Tentáculos
Uma nova fase da Operação Compliance, da Polícia Federal, deflagrada nesta quinta-feira (18) mira o líder do governo no Senado, Jacques Wagner (PT-BA). Ele e sua família são investigados por, supostamente ter recebido um apartamento em Salvador como pagamento pelas relações comerciais e de lobby com o banco Master, de Daniel Vorcaro.
Ramificação
O nome de Jaques Wagner já havia aparecido em citações anteriores nas investigações da PF e na imprensa em que, a empresa BK Financeira de propriedade de um familiar do senador teria recebido cerca de R$ 11 milhões do Master para facilitar transações na prospecção de operações de crédito consignado. Em declarações anteriores, o parlamentar já havia negado qualquer envolvimento, direto ou indireto, com o banco Master e Vorcaro.
Mais um senador citado
Com a nova etapa da operação da PF, amplia-se o envolvimento de agentes públicos, principalmente senadores, nessa que já é considerada a maior fraude financeira e bancária do país, patrocinada pelo empresário Daniel Vorcaro que, até um tempo desse, era um total desconhecido da grande massa da população. Agora, sabe-se, que ele agia e agia com força e sede de riqueza nos bastidores do poder.
Interrogação
As investigações da PF já trouxeram à tona o envolvimento do senador Ciro Nogueira (PP-PI), inclusive apontado como a “menina dos olhos” de Vorcaro no Congresso Nacional. Também já veio a público o nome de Davi Alcolumbre (União-AP), presidente do Senado. Ele nega qualquer relação com o empresário. Flávio Bolsonaro (PL-RJ) também aparece no episódio da cobrança do dinheiro para financiar o filme de seu pai.

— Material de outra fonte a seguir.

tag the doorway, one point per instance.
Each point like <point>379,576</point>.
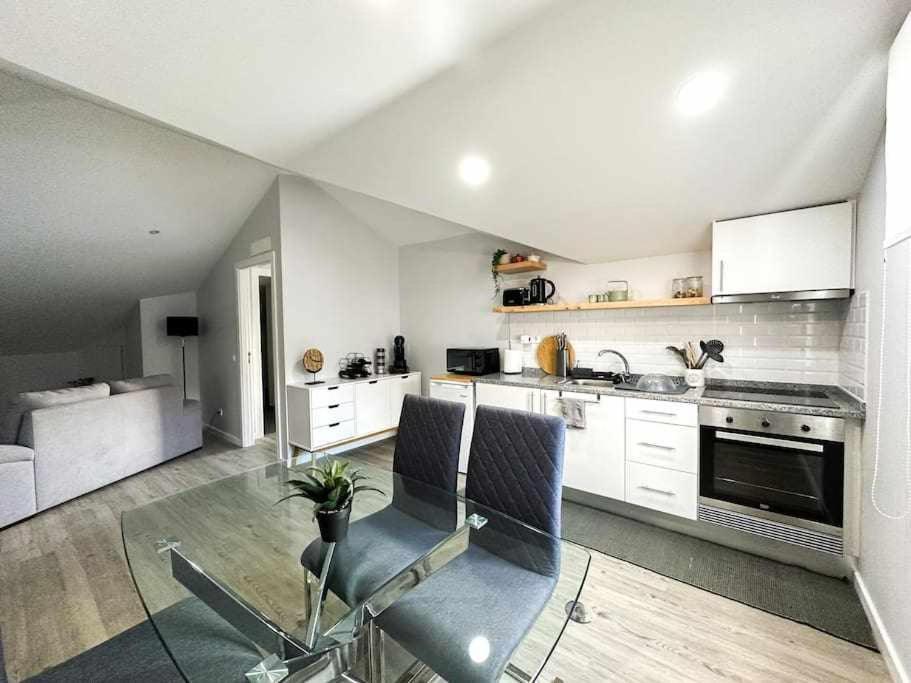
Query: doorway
<point>257,344</point>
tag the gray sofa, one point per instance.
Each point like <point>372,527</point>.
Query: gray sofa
<point>87,438</point>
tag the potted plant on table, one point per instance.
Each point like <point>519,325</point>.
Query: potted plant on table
<point>331,487</point>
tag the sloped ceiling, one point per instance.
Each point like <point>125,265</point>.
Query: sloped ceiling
<point>80,187</point>
<point>591,160</point>
<point>267,79</point>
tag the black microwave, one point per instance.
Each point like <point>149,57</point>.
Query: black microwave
<point>472,361</point>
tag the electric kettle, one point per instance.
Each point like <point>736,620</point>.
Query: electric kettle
<point>538,292</point>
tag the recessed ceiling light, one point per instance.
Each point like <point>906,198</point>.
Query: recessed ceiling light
<point>474,171</point>
<point>701,92</point>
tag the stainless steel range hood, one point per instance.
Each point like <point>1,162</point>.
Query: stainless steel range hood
<point>805,295</point>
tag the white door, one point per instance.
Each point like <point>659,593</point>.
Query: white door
<point>371,407</point>
<point>399,387</point>
<point>460,393</point>
<point>516,398</point>
<point>784,252</point>
<point>594,457</point>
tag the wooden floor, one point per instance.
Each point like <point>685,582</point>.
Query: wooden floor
<point>65,587</point>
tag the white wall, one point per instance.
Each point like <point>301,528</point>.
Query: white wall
<point>446,293</point>
<point>161,353</point>
<point>340,285</point>
<point>885,557</point>
<point>217,306</point>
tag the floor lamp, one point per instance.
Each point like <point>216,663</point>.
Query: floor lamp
<point>183,326</point>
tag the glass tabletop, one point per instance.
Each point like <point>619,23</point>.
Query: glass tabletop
<point>240,587</point>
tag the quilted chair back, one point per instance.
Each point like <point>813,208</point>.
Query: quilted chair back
<point>516,468</point>
<point>427,451</point>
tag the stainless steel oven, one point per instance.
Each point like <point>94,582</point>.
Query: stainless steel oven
<point>779,475</point>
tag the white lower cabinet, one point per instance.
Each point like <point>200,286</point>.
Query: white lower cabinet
<point>593,458</point>
<point>371,406</point>
<point>399,387</point>
<point>324,415</point>
<point>500,396</point>
<point>661,489</point>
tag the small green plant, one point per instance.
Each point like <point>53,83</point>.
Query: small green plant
<point>331,487</point>
<point>495,261</point>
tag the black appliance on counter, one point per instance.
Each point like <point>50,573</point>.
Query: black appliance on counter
<point>399,365</point>
<point>516,296</point>
<point>778,475</point>
<point>538,290</point>
<point>472,361</point>
<point>354,366</point>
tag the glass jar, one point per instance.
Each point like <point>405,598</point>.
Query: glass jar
<point>694,286</point>
<point>678,288</point>
<point>617,290</point>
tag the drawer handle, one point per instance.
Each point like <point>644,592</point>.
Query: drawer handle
<point>656,445</point>
<point>663,492</point>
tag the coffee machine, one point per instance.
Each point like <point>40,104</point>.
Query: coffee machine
<point>399,365</point>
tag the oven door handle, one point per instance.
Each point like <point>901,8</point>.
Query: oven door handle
<point>768,441</point>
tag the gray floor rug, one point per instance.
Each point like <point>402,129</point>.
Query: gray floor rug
<point>825,603</point>
<point>209,649</point>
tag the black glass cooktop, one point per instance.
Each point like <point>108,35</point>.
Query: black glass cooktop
<point>796,397</point>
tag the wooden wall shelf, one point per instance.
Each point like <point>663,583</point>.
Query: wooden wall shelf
<point>605,305</point>
<point>521,267</point>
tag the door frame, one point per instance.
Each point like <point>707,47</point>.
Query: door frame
<point>249,347</point>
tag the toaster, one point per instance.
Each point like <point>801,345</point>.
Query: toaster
<point>517,296</point>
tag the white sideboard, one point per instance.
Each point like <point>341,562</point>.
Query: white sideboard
<point>346,410</point>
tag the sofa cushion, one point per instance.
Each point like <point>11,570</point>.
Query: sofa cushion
<point>33,400</point>
<point>16,454</point>
<point>125,386</point>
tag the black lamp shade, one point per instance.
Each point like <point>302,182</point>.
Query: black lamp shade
<point>182,326</point>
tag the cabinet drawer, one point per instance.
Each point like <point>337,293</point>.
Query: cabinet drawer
<point>661,489</point>
<point>337,431</point>
<point>334,412</point>
<point>672,412</point>
<point>325,396</point>
<point>666,445</point>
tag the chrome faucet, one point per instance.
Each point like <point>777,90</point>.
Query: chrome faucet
<point>626,373</point>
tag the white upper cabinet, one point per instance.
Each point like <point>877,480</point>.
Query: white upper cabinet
<point>791,251</point>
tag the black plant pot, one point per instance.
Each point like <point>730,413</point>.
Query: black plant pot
<point>333,524</point>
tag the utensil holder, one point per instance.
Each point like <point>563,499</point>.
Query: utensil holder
<point>695,378</point>
<point>562,363</point>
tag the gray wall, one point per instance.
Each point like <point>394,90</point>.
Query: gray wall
<point>340,282</point>
<point>885,558</point>
<point>219,376</point>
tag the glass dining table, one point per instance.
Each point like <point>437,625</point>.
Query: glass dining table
<point>240,587</point>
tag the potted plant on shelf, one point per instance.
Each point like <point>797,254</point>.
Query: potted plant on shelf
<point>498,259</point>
<point>331,488</point>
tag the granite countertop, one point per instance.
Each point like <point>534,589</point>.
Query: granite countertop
<point>848,406</point>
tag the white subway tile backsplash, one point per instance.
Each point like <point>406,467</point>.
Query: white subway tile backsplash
<point>787,342</point>
<point>853,347</point>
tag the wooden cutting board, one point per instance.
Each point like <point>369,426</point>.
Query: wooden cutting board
<point>547,354</point>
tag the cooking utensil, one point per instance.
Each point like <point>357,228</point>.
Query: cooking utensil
<point>679,352</point>
<point>711,350</point>
<point>547,353</point>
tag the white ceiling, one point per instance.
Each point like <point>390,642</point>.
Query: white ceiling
<point>590,160</point>
<point>80,187</point>
<point>266,79</point>
<point>395,223</point>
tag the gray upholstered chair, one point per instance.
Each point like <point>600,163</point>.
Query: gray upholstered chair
<point>381,545</point>
<point>495,590</point>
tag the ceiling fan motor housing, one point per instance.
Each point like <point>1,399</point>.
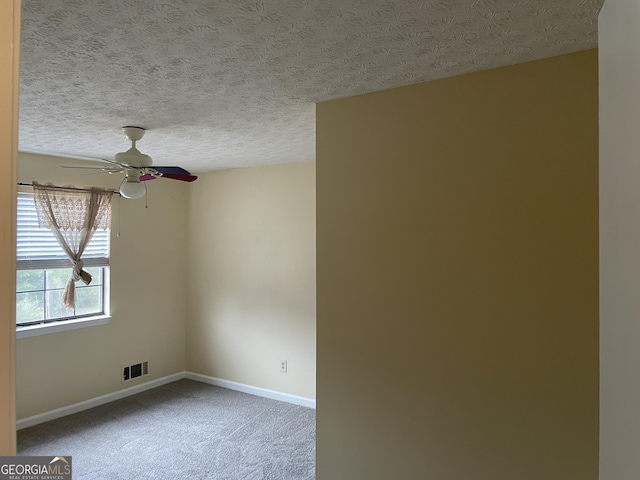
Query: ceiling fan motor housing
<point>133,157</point>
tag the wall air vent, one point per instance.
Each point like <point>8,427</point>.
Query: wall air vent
<point>134,371</point>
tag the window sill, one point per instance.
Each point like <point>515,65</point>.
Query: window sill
<point>35,330</point>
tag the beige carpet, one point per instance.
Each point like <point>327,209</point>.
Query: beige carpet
<point>182,430</point>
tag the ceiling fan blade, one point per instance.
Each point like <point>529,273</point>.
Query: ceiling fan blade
<point>174,170</point>
<point>179,176</point>
<point>105,168</point>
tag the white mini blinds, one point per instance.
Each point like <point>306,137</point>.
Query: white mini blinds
<point>37,248</point>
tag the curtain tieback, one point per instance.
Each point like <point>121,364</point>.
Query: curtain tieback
<point>79,273</point>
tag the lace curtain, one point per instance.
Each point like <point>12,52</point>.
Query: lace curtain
<point>73,215</point>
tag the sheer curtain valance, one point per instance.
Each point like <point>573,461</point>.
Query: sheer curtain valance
<point>73,216</point>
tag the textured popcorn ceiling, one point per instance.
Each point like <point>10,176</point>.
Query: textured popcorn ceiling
<point>233,83</point>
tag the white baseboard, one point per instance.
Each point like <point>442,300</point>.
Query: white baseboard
<point>97,401</point>
<point>126,392</point>
<point>261,392</point>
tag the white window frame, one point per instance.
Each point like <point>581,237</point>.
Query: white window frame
<point>33,255</point>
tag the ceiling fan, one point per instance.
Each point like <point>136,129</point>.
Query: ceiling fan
<point>137,167</point>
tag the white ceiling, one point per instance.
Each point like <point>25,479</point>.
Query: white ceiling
<point>229,83</point>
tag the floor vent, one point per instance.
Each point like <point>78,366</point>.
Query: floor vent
<point>134,371</point>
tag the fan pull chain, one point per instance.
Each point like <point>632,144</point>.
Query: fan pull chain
<point>119,216</point>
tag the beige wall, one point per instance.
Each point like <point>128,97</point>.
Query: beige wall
<point>9,47</point>
<point>458,277</point>
<point>148,299</point>
<point>252,277</point>
<point>619,36</point>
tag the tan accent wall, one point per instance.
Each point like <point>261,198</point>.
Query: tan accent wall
<point>457,252</point>
<point>9,61</point>
<point>148,299</point>
<point>252,277</point>
<point>619,36</point>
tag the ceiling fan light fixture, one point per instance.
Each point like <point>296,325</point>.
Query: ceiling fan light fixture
<point>132,188</point>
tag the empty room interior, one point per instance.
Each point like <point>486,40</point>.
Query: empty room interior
<point>416,220</point>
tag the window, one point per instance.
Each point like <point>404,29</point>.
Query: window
<point>43,270</point>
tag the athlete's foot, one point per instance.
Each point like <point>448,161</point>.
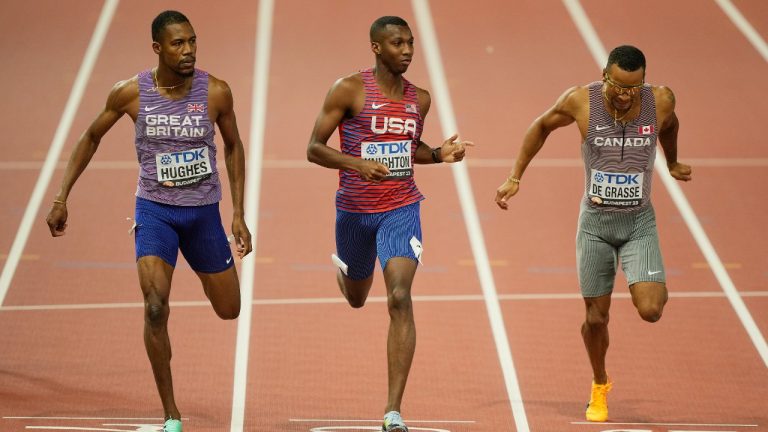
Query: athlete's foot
<point>393,423</point>
<point>172,425</point>
<point>597,408</point>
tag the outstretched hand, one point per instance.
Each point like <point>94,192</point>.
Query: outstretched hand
<point>242,237</point>
<point>453,149</point>
<point>57,219</point>
<point>505,192</point>
<point>680,171</point>
<point>372,171</point>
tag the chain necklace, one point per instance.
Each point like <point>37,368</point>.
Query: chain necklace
<point>158,87</point>
<point>616,118</point>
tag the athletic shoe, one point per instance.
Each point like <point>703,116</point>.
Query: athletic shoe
<point>393,423</point>
<point>172,425</point>
<point>597,408</point>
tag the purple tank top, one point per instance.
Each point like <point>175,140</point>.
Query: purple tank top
<point>618,159</point>
<point>174,145</point>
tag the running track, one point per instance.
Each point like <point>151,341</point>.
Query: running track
<point>497,303</point>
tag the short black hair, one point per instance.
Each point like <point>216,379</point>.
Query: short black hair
<point>166,18</point>
<point>627,57</point>
<point>381,23</point>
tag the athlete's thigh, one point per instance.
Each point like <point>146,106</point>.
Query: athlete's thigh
<point>596,260</point>
<point>202,239</point>
<point>399,234</point>
<point>154,233</point>
<point>356,242</point>
<point>641,255</point>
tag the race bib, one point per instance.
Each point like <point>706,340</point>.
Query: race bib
<point>183,168</point>
<point>616,189</point>
<point>395,155</point>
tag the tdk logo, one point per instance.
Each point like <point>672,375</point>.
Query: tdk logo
<point>189,156</point>
<point>391,147</point>
<point>617,179</point>
<point>393,125</point>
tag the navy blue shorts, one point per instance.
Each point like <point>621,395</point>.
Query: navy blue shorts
<point>360,237</point>
<point>162,230</point>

Será se ainda surgirão outros nomes na superfície?
Responsabilidade
Decano da Câmara dos Deputados, Átila Lins, do PSD Amazonas, foi alçado a um dos membros titulares da Comissão Mista de Planos, Orçamentos Públicos e Fiscalização (CMO) do Congresso Nacional, colegiado que, entre as suas prerrogativas está a análise da Lei de Diretrizes Orçamentárias (LDO), a Lei Orçamentária Anual (LOA) e o Plano Plurianual (PPA) dos anos seguintes. O grupo é composto por 43 membros titulares e de igual número de suplentes, entre deputados e senadores e, está presidido pelo deputado federal Domingos Neto (PSD-CE).
Investimentos
A nova modalidade na política habitacional do país, o Minha Casa, Minha Vida Rural e Entidades, contemplou cerca de 85 mil unidades habitacionais nos dois eixos em mais de mil municípios brasileiros. O Minha Vida Rural é destinado a famílias residentes em áreas rurais, agricultores familiares e povos e comunidades tradicionais. Já o Entidades, reúne propostas apresentadas por entidades sem fins lucrativos, como movimentos sociais de luta por moradia.
Política habitacional
Os investimentos para as duas modalidades somam R$ 10,5 bilhões em recursos do Novo PAC. Quase metade dos selecionados no “Rural” foram nas regiões Norte e Nordeste, a maioria indígenas, quilombolas e comunidades tradicionais, com destaque para os estados do Maranhão, Bahia, Pará e Amazonas.
Êxito
Presidente nacional do Podemos, a deputada federal Renata Abreu (SP) comemora uma grande conquista no Congresso Nacional: ela conseguiu aprovar, após 11 anos de tramitação, uma proposta de lei que determina o ensino de Política e Cidadania na grande curricular da educação básica. A matéria já tinha sido aprovada na Câmara e, ontem (17), passou pelo Senado. A deputada argumenta que o projeto assegura aos estudantes a compreensão de seus direitos e deveres, o funcionamento das instituições democráticas, a Constituição Federal e a organização do Estado brasileiro.
Déjà vu
A proposta de Renata acaba sendo um resgate desta disciplina, que era ministrada no antigo segundo grau e no ginásio de escolas de todo o país, até meados dos anos 1990 e que recebia o nome de Organização Social e Política do Brasil, atendendo pela sigla OSPB. Quem não lembra da disciplina? Os 40+, com certeza.
Crítica
Em artigo publicado no Folha de Pernambuco e no site Congresso Em Foco, o deputado federal Luciano Bivar (MDB-PE) questiona a eficiência da reforma tributária e a realidade fiscal e tributária que o setor produtivo ainda encontra no Brasil. Ele afirma, categórico, que o sistema fiscal brasileiro é um “manicômio”. Para Bivar, a reforma tributária precisa ser compreendida com uma política industrial e de emprego.